WHO: COVID end ‘in sight,’ deaths at lowest since March 2020

CHICAGO, ILLINOIS - SEPTEMBER 09: A pharmacist gives a  COVID-19 vaccine booster shot during an event hosted by the Chicago Department of Public Health at the Southwest Senior Center on September 09, 2022 in Chicago, Illinois. The recently authorized …

GENEVA (AP) — The head of the World Health Organization said Wednesday that the number of coronavirus deaths worldwide last week was the lowest reported in the pandemic since March 2020, marking what could be a turning point in the years-long global outbreak.

At a press briefing in Geneva, WHO Director-General Tedros Adhanom Ghebreyesus said the world has never been in a better position to stop COVID-19.

"We are not there yet, but the end is in sight," he said, comparing the effort to that made by a marathon runner nearing the finish line. "Now is the worst time to stop running," he said. "Now is the time to run harder and make sure we cross the line and reap all the rewards of our hard work."

In its weekly report on the pandemic, the U.N. health agency said deaths fell by 22% in the past week, at just over 11,000 reported worldwide. There were 3.1 million new cases, a drop of 28%, continuing a weeks-long decline in the disease in every part of the world.

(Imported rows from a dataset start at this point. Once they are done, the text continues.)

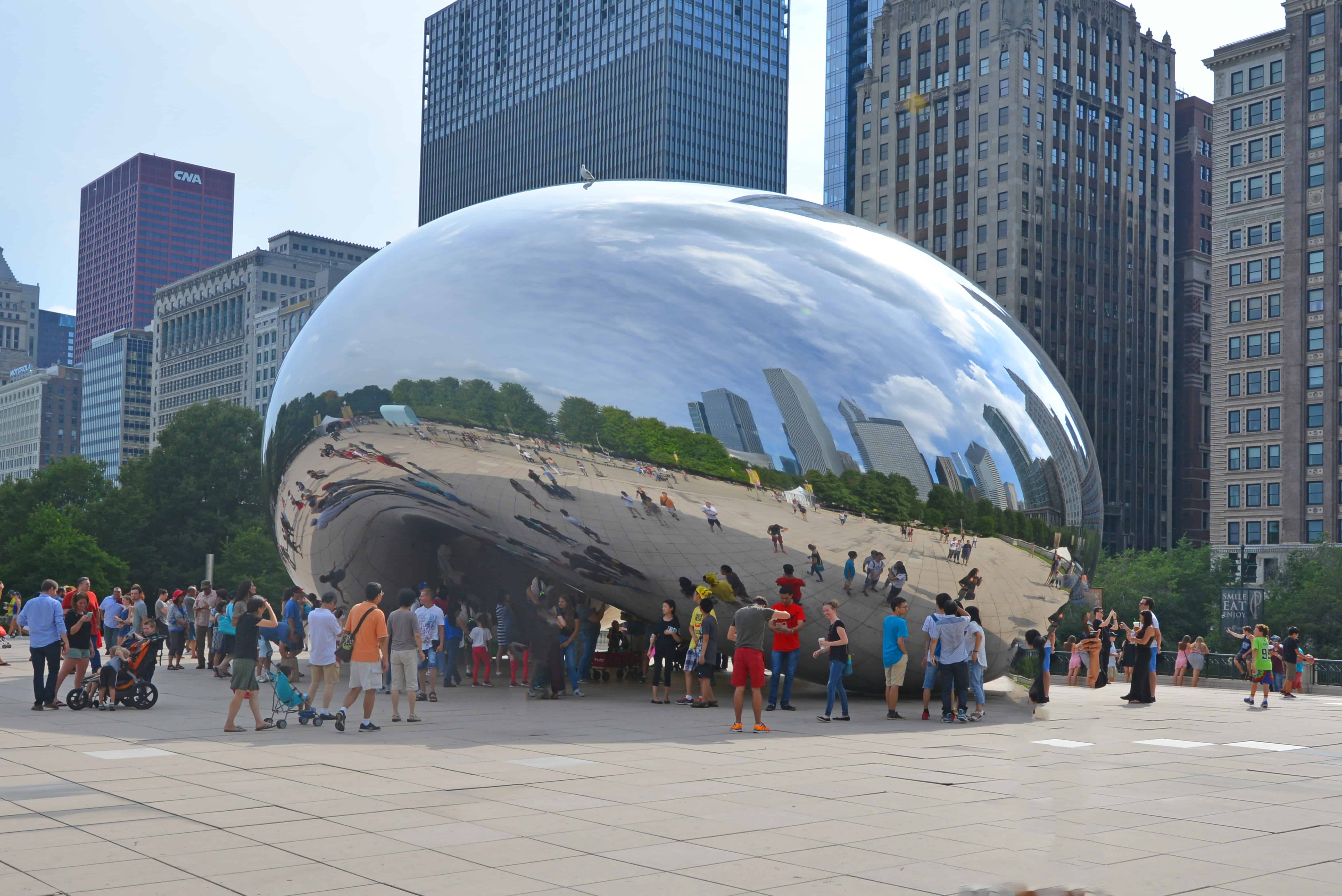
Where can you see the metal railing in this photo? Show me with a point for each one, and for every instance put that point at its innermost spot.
(1216, 666)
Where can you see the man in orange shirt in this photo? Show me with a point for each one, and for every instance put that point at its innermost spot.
(370, 659)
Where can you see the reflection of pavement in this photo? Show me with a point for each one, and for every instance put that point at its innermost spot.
(1013, 597)
(611, 796)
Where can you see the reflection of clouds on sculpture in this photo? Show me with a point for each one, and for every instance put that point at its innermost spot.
(643, 297)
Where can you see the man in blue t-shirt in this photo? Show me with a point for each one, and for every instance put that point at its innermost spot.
(294, 623)
(893, 654)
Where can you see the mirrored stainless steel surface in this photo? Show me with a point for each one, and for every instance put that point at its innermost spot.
(783, 328)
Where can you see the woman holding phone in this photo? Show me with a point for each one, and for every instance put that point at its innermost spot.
(80, 628)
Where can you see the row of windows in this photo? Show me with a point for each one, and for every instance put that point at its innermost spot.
(1253, 383)
(1251, 345)
(1253, 272)
(1255, 77)
(1254, 494)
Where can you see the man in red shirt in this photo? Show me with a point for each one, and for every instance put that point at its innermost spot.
(787, 643)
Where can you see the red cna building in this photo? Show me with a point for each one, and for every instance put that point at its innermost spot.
(145, 223)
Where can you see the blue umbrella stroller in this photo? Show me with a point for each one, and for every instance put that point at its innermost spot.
(286, 701)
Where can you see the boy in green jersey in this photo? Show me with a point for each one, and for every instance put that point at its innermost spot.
(1261, 651)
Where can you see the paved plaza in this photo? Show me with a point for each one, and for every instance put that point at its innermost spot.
(613, 796)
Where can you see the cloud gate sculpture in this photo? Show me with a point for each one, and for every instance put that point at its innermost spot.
(536, 353)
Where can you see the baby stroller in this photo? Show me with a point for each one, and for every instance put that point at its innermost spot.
(286, 701)
(135, 679)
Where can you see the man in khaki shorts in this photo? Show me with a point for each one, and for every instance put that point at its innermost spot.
(406, 652)
(894, 654)
(323, 632)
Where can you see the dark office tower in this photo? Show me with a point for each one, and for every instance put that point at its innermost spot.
(1031, 145)
(808, 436)
(519, 97)
(56, 339)
(847, 57)
(1192, 322)
(143, 225)
(947, 474)
(731, 420)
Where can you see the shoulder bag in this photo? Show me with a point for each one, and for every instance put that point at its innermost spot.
(346, 647)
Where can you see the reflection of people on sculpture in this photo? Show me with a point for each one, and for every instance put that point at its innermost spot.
(606, 560)
(520, 489)
(969, 584)
(739, 589)
(576, 522)
(545, 529)
(818, 565)
(712, 513)
(720, 589)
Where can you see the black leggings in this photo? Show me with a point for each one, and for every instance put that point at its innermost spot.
(662, 670)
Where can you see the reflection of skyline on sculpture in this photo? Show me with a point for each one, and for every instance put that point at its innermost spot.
(885, 446)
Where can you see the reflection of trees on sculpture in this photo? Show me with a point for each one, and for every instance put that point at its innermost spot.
(476, 403)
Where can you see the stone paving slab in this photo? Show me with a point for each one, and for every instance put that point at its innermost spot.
(610, 795)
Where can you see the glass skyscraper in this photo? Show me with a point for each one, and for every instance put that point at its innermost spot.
(116, 406)
(847, 57)
(520, 97)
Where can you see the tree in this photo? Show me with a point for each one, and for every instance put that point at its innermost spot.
(1308, 593)
(1184, 583)
(50, 546)
(252, 554)
(187, 497)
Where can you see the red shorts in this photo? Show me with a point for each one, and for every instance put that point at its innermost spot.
(748, 667)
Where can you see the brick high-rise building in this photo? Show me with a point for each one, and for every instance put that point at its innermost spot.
(1276, 426)
(145, 223)
(1192, 321)
(1031, 145)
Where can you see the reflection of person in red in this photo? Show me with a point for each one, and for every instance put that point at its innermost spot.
(791, 581)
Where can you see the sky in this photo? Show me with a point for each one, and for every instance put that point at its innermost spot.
(315, 106)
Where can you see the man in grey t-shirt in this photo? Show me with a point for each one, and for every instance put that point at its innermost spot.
(748, 628)
(406, 651)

Still, the WHO warned that relaxed COVID testing and surveillance in many countries means that many cases are going unnoticed. The agency issued a set of policy briefs for governments to strengthen their efforts against the coronavirus ahead of the expected winter surge of COVID-19, warning that new variants could yet undo the progress made to date.

"If we don’t take this opportunity now, we run the risk of more variants, more deaths, more disruption, and more uncertainty," Tedros said.

The WHO reported that the omicron subvariant BA.5 continues to dominate globally and comprised nearly 90% of virus samples shared with the world’s biggest public database. In recent weeks, regulatory authorities in Europe, the U.S. and elsewhere have cleared tweaked vaccines that target both the original coronavirus and later variants including BA.5.

Maria Van Kerkhove, the WHO’s technical lead on COVID-19, said the organization expected future waves of the disease, but was hopeful those would not cause many deaths.

Meanwhile in China, residents of a city in the country’s far western Xinjiang region have said they are experiencing hunger, forced quarantines and dwindling supplies of medicine and daily necessities after more than 40 days in a lockdown prompted by COVID-19.

Hundreds of posts from Ghulja riveted users of Chinese social media last week, with residents sharing videos of empty refrigerators, feverish children and people shouting from their windows.

On Monday, local police announced the arrests of six people for "spreading rumors" about the lockdown, including posts about a dead child and an alleged suicide, which they said "incited opposition" and "disrupted social order."

Leaked directives from government offices show that workers are being ordered to avoid negative information and spread "positive energy" instead. One directed state media to film "smiling seniors" and "children having fun" in neighborhoods emerging from the lockdown.

The government has ordered mass testing and district lockdowns in cities across China in recent weeks, from Sanya on tropical Hainan island to southwest Chengdu, to the northern port city of Dalian.